Key Laboratory of Bioactive Substances and Resources Utilization of Chinese Herbal Medicine, Ministry of Education, Institute of Medicinal Plant Development, Peking Union Medical College and Chinese Academy of Medical Sciences, Beijing 100193, PR China.
Key Laboratory of Bioactive Substances and Resources Utilization of Chinese Herbal Medicine, Ministry of Education, Institute of Medicinal Plant Development, Peking Union Medical College and Chinese Academy of Medical Sciences, Beijing 100193, PR China.
Fitoterapia. 2022 Sep;161:105251. doi: 10.1016/j.fitote.2022.105251. Epub 2022 Jul 6.
Three novel geranylhydroquinone derived meroterpenoids, named clavilactones J and K (1-2) and clavipol C (3), were isolated from the basidiomycete Clitocybe clavipes. Their structures were unambiguously identified by extensive spectroscopic data analysis, and the electronic circular dichroism (ECD) calculation, Gauge-Including Atomic Orbitals (GIAO) NMR calculations and Mo(OAc)-induced electronic circular dichroism experiments were used to establish their absolute configurations. Compound 1, with two epoxy groups located at the 10-membered carbocycle, is uncommon in the reported meroterpenoids from C. clavipes. All the obtained compounds (1-3) were tested for their cytotoxic activity against human tumor cell line HGC-27 by using the MTT assay. All the compounds exhibited moderate cytotoxic activities against HGC-27 cell with IC values ranging from 33.5 to 56.6 μM.

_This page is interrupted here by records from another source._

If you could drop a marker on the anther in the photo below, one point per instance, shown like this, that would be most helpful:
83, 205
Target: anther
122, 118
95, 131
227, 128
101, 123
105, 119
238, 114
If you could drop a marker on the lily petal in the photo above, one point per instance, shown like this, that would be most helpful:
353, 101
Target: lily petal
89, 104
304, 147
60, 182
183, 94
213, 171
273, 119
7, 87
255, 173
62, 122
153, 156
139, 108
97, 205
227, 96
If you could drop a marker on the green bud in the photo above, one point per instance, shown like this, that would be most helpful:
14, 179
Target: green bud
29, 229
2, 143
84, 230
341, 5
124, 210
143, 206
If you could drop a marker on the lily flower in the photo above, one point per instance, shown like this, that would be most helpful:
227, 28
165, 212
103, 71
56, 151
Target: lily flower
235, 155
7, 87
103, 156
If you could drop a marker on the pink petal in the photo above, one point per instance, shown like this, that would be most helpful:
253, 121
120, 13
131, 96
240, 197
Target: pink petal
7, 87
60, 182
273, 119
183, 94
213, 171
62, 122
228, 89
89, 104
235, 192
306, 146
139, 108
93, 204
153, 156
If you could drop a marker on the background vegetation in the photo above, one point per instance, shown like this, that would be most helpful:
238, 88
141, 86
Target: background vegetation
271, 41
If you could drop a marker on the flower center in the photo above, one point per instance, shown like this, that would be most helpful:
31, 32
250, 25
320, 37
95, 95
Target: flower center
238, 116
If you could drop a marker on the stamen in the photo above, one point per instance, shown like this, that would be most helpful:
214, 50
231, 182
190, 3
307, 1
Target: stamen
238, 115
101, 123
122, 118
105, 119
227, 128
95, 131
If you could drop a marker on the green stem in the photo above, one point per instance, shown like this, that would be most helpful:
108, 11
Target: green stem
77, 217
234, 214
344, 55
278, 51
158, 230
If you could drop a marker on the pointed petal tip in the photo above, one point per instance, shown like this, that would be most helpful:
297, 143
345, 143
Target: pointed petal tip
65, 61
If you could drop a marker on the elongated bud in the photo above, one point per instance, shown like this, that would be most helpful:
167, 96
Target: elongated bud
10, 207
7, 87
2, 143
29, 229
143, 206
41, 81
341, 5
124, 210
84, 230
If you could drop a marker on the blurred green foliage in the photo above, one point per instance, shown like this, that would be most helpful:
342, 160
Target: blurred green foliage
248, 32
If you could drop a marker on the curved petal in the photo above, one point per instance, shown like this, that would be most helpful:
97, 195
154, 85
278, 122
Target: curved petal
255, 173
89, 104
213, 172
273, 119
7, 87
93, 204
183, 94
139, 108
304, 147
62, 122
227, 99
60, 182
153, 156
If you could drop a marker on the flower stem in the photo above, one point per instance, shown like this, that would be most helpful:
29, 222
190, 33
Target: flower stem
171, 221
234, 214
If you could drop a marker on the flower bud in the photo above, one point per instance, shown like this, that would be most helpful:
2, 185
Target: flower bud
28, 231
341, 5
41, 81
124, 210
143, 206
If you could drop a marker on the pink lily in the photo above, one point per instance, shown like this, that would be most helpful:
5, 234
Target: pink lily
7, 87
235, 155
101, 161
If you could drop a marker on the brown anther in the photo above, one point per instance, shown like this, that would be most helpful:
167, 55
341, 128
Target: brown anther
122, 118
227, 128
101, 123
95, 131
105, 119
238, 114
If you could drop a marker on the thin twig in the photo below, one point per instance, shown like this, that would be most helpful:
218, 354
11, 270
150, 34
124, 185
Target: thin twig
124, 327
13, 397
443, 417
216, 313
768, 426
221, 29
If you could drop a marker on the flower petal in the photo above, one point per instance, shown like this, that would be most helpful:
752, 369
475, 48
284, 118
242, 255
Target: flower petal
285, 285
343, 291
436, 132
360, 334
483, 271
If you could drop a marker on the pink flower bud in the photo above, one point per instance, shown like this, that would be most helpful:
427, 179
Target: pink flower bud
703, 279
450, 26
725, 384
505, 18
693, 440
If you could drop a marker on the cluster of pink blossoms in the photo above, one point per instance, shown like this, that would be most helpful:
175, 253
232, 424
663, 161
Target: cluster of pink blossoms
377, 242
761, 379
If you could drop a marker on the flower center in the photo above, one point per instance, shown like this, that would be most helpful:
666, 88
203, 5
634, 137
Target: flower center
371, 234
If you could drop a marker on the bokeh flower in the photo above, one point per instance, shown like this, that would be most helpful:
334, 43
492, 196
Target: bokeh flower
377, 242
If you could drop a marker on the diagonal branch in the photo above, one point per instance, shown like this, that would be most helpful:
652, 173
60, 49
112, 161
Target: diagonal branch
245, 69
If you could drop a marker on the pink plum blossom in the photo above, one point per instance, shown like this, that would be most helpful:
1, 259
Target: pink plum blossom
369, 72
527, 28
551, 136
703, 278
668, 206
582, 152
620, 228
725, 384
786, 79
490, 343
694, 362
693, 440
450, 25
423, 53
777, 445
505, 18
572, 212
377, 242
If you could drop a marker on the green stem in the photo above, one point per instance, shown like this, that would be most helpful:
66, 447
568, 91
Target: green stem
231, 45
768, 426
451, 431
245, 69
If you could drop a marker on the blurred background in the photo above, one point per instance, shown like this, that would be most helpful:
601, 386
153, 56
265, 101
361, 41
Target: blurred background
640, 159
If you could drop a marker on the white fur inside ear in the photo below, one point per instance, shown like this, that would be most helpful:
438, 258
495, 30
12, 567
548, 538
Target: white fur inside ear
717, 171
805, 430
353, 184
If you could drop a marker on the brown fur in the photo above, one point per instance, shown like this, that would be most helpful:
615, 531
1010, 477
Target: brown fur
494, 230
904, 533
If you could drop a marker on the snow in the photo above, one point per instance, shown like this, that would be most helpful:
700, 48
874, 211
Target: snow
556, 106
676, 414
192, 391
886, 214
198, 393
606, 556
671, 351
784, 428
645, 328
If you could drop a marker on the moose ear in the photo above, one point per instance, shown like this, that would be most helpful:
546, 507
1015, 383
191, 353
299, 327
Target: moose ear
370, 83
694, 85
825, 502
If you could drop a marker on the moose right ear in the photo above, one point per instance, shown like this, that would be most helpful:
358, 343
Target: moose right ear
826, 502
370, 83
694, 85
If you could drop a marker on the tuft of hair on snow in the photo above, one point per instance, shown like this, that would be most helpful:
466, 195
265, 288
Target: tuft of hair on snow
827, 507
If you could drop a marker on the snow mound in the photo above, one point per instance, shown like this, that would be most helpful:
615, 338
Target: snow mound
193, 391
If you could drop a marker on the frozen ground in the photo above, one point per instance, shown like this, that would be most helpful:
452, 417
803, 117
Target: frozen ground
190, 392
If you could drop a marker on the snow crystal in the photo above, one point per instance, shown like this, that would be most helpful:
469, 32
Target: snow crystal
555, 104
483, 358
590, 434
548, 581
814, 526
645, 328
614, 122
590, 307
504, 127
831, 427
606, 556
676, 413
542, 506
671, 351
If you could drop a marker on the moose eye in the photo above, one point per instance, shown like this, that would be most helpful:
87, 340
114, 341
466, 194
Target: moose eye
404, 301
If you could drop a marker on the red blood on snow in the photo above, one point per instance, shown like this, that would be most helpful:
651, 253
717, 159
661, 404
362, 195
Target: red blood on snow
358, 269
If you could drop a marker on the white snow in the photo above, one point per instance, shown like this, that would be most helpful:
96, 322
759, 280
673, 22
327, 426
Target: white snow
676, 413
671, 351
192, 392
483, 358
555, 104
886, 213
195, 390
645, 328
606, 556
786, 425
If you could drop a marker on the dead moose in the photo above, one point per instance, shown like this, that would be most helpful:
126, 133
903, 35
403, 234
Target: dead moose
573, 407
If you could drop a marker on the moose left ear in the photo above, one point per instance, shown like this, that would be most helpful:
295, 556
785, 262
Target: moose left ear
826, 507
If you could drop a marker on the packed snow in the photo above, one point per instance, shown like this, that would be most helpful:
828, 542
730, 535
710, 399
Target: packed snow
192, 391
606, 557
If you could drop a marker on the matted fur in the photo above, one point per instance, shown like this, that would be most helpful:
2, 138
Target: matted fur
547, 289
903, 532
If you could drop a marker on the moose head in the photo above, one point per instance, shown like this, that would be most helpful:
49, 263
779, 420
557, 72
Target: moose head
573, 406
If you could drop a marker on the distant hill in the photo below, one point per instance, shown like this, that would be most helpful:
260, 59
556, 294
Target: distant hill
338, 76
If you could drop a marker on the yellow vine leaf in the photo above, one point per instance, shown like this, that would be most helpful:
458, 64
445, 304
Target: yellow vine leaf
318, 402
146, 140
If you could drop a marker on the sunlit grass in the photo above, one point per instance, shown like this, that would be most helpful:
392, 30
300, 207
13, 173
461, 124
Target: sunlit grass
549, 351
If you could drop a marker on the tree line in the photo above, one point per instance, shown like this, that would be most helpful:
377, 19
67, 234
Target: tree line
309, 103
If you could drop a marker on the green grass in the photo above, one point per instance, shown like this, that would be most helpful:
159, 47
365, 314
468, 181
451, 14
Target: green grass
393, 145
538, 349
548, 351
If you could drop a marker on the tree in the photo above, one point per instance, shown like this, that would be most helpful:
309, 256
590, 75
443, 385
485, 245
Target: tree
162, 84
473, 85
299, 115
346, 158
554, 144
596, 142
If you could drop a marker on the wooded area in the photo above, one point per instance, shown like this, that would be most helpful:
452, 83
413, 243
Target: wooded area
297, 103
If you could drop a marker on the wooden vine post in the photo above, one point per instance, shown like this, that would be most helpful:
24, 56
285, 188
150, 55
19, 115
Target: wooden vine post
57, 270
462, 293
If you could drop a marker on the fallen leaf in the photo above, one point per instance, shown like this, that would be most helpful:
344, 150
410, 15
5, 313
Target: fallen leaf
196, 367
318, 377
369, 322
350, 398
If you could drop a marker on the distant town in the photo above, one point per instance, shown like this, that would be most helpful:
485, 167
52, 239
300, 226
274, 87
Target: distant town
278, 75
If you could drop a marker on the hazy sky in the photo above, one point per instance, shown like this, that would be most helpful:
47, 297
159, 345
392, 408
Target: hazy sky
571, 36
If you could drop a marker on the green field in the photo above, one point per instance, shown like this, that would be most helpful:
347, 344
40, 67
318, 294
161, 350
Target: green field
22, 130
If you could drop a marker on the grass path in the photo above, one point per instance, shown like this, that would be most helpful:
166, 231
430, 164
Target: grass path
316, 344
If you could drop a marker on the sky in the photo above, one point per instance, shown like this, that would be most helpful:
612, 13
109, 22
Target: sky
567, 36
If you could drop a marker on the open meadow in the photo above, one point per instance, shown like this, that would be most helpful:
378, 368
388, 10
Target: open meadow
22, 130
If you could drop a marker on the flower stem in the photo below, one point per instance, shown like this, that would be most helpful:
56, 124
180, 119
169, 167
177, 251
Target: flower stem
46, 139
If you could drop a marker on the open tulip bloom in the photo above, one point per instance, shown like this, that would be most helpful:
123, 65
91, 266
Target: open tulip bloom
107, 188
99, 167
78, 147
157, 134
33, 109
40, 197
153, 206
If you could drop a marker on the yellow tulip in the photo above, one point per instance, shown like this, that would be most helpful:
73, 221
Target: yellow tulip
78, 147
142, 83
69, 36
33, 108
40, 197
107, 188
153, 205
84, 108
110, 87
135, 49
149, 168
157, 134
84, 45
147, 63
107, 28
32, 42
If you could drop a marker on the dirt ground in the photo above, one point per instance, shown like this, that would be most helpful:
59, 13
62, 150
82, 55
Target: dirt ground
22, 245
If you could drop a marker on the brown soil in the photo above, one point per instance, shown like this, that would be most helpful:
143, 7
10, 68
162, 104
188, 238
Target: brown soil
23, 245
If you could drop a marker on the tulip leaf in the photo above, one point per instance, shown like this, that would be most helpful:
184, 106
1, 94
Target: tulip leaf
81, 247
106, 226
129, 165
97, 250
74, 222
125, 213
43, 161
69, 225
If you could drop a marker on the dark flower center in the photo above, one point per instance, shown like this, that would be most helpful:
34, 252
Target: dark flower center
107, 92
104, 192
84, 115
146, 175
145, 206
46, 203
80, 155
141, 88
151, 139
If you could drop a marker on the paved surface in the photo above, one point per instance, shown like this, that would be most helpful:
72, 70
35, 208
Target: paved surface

三种新型的香叶基氢醌衍生的混合萜类化合物,命名为clavilactones J 和 K(1-2)和clavipol C(3),从担子菌 Clitocybe clavipes 中分离得到。通过广泛的光谱数据分析以及电子圆二色性(ECD)计算、Gauge-Including Atomic Orbitals(GIAO)NMR 计算和 Mo(OAc)-诱导的电子圆二色性实验,确定了它们的绝对构型。化合物 1 具有两个环氧基团位于 10 元碳环上,在从 C. clavipes 中报道的混合萜类化合物中并不常见。所有获得的化合物(1-3)均通过 MTT 法测试对人肿瘤细胞系 HGC-27 的细胞毒性。所有化合物对 HGC-27 细胞均显示出中等的细胞毒性活性,IC 值范围为 33.5 至 56.6 μM。